Patrick Duhutrel, directeur du Cetip (tiers payant Santé-Pharma), de iSanté et de Hosta

Toutefois, le choix de la sous-traitance demande certaines précautions. « Lorsqu'on externalise sa gestion, il faut être vigilant. Nous avons un service, constitué d'une quinzaine de collaborateurs, pour contrôler les gestionnaires. Il faut également s'organiser pour être capable de répondre aux questions de ses prestataires en temps voulu », conseille le directeur technique de D et O, Christian Bouvard, qui travaille avec trois ou quatre courtiers et une demi-douzaine de gestionnaires indépendants. Contrairement à Pacifica, qui a choisi de disposer d'une image complète des opérations de gestion effectuées par son sous-traitant Sopresa, D et O, pour des raisons de coût, a préféré ne faire remonter que les données dont il estime avoir besoin.

Quoi qu'il en soit, les contrats doivent lister très précisément les informations que devra délivrer le prestataire, mais aussi le niveau de service attendu. « Il faut imposer d'avoir des indicateurs comme le nombre de prestations traitées en automatique et en manuel, les délais de liquidation, le nombre de prises en charge, la proportion d'opérations passant par le système de télétransmission Noémie, les taux de conventionnement avec les professionnels de santé... », énumère Charles Deffains, senior manager chez Deloitte conseil assurance. En effet, trop souvent encore, les moyens pour évaluer la qualité du service délivré par le prestataire font défaut.

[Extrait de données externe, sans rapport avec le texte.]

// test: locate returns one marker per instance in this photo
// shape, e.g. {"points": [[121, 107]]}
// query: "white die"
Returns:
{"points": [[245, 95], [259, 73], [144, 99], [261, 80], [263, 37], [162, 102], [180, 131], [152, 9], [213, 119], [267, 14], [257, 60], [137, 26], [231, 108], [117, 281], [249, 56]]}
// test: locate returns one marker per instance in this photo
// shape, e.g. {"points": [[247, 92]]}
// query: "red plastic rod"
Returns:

Pour bien peser sa décision...

Les avantages :

  • Pas d'investissement en système d'information, ni équipes dédiées à la gestion.
  • Maîtrise des coûts.
  • Souplesse de mise en oeuvre, notamment pour les pics d'activité.
  • Possibilité de se concentrer sur la conception et la vente des produits.
  • Mise en concurrence des différents acteurs.

Les inconvénient :

  • Risque de perdre la maîtrise de la relation clients, donc la bonne connaissance de leurs besoins.
  • Réduction de la visibilité sur les risques opérationnels.
  • Consommation de fonds propres si le risque de la délégation n'est pas maîtrisé (Solvabilité 2).

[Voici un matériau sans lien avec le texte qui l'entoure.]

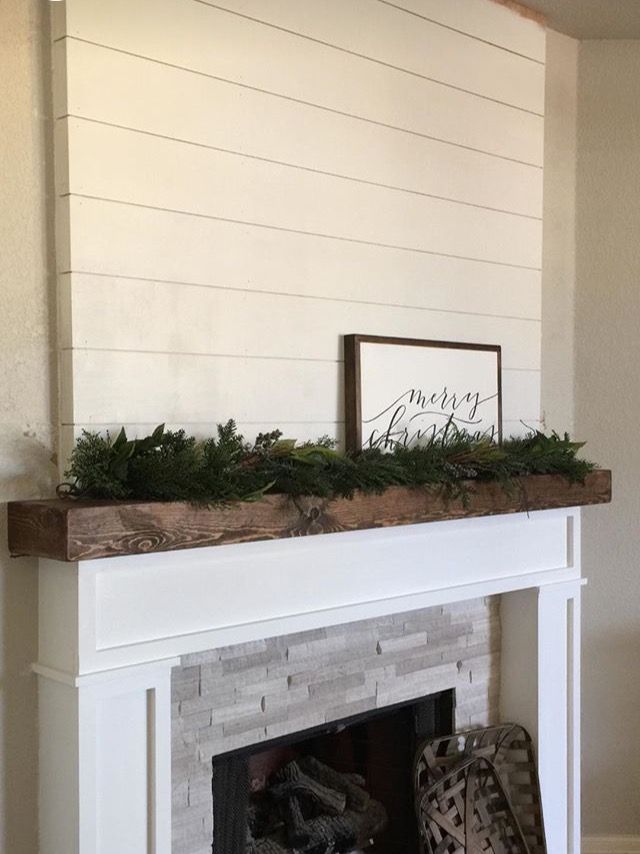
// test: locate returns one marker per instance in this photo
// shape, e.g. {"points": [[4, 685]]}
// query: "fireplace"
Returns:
{"points": [[233, 701], [347, 785], [118, 634]]}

Pierre Marmoud, senior manager chez Optimind, société de conseil en actuariat et gestion des risques

« Le danger principal est de perdre le contrôle direct de certains risques »

 

Quels sont les risques à externaliser sa gestion ?

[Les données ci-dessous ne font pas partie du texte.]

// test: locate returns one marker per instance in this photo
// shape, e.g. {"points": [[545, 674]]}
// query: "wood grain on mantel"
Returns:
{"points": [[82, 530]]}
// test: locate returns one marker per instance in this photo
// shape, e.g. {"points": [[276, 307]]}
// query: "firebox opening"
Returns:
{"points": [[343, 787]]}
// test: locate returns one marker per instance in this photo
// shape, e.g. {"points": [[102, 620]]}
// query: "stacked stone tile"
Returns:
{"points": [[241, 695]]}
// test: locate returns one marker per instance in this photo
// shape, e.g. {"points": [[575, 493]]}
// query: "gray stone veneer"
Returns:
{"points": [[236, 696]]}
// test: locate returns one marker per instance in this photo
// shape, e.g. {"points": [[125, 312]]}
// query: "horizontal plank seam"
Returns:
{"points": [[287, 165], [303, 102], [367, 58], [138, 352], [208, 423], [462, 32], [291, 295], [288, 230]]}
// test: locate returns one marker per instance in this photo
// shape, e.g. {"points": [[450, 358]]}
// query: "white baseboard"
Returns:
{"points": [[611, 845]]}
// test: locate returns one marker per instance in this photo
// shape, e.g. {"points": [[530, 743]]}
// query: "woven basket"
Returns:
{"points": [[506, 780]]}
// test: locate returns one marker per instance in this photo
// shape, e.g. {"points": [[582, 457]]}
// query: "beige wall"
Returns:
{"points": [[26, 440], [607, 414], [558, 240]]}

Plus on délègue une activité, plus on perd le contrôle sur les risques liés, aussi explicite que soit la convention sur la gestion du risque par le délégataire. Par exemple, pour le paiement des prestations, les conditions contractuelles seront-elles bien comprises et bien appliquées par les agents du prestataire ? Ceux-ci ont aussi la charge de dépister les erreurs de saisie et même la fraude. Par exemple, il incombe au délégataire de vérifier que les deux verres d'une paire de lunettes font bien l'objet de deux actes distincts, ou que la prescription d'une prestation de nature esthétique n'a pas un caractère douteux.

 

Quel sera l'impact de Solvabilité 2 ?

Déléguer la gestion de ses contrats constitue donc une perte mécanique de visibilité sur certains risques opérationnels, mais aussi sur certaines données, leur qualité et leur segmentation. La délégation génère également un risque de contrepartie lorsque les délégataires encaissent les cotisations. Plus généralement, Solvabilité 2 contraint l'assureur à un contrôle accru de ses risques, contrôle dont il répond sur ses fonds propres. Cela constitue donc un challenge de taille pour les délégataires.